Pipeline parallelism

With pipeline parallelism, an arbitrary set of contiguous records is processed sequentially from component to component. Working like a process pipe on a command line, each expressor processor operator in a drawing (data flow diagram) is simultaneously processing different data records in the same record stream.

In the following diagram, while the furthest downstream operator is processing record 1, its upstream neighbor is processing record 2, the next upstream operator is processing record 3, etc. This means that as many records as the application has operators can be processed in parallel.

expressor_pipeline_parallelism_graphic

Depth parallelism

With depth parallelism, multiple input and output processor motors run simultaneously. One motor does not need to finish its processing before another motor can begin. Depth parallelism allows a high-speed CPU, or multiple CPUs or cores, to simultaneously service multiple slower I/O connections.

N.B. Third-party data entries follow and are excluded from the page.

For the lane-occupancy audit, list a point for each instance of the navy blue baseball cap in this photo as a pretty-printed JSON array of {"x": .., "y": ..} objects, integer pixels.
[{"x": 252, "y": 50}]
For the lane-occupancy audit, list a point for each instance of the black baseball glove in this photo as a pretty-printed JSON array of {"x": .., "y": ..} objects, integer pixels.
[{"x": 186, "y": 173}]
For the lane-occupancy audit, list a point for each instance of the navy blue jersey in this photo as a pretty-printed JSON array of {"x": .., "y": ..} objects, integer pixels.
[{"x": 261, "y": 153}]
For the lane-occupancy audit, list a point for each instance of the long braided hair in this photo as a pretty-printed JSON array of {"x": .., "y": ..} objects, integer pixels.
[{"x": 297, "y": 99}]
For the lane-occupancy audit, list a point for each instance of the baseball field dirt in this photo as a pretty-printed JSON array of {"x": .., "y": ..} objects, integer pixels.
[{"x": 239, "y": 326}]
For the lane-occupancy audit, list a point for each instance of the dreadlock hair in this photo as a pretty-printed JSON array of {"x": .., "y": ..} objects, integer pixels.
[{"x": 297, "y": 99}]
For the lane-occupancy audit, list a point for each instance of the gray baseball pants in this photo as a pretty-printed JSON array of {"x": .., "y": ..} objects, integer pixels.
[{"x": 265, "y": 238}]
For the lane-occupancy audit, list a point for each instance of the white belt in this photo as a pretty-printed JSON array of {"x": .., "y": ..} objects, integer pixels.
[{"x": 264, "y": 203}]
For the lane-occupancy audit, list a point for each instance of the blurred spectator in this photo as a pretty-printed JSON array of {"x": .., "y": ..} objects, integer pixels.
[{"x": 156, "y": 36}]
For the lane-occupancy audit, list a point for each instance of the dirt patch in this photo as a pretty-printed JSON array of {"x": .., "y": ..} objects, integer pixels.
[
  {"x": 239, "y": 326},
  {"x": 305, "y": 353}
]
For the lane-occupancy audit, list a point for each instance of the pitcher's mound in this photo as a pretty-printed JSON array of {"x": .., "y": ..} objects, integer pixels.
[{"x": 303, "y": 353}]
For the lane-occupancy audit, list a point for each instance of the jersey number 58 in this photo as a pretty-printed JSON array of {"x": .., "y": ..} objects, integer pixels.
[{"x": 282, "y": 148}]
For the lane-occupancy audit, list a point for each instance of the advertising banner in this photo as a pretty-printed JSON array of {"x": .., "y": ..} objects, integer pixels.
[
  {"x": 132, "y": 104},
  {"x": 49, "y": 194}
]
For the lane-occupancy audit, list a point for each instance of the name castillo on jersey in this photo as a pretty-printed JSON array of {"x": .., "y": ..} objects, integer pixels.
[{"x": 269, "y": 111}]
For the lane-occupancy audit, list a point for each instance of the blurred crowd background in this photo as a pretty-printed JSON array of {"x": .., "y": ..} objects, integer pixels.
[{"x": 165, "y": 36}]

The following figure illustrates depth parallelism where multiple input and output motors run simultaneously. In the drawing, two input motors feed data records into a transform operator (e.g. a joiner or joiner-multi operator). The last operator splits the records into multiple channels (see partition parallelism), which are delivered to multiple output motors. The operators also use pipeline parallelism and all the motors and operators run simultaneously in separate processes.

expressor_depth_parallelism_graphic_1

An alternative depth parallelism design is to use multiple data processing pathways in a single drawing. Again, all the input and output motors and operators can run simultaneously in separate processes.

expressor_depth_parallelism_graphic_2

Partition parallelism

With partition parallelism (also called data parallelism), multiple I/O channels are set up between sequential data processing operators. As with depth parallelism, a high speed CPU, or multiple CPUs or cores, can simultaneously service multiple slower I/O channels; each tool in the deployed application is serviced by multiple channels and can process multiple data records concurrently.

expressor_partition_parallelism_graphic

There is a significant difference between partition and depth parallelism. Partition parallelism uses multiple channels in a single instance of a motor or operator while depth parallelism uses multiple distinct instances of identical or different motors. In the above drawing, each operator and motor is running in a single, separate process with four data processing threads. In the depth parallelism diagrams (see previous section), multiple instances of the input and output motors are running in multiple processes with, in this example, only a single data processing thread.

This concludes my brief description of expressor's parallel processing techniques.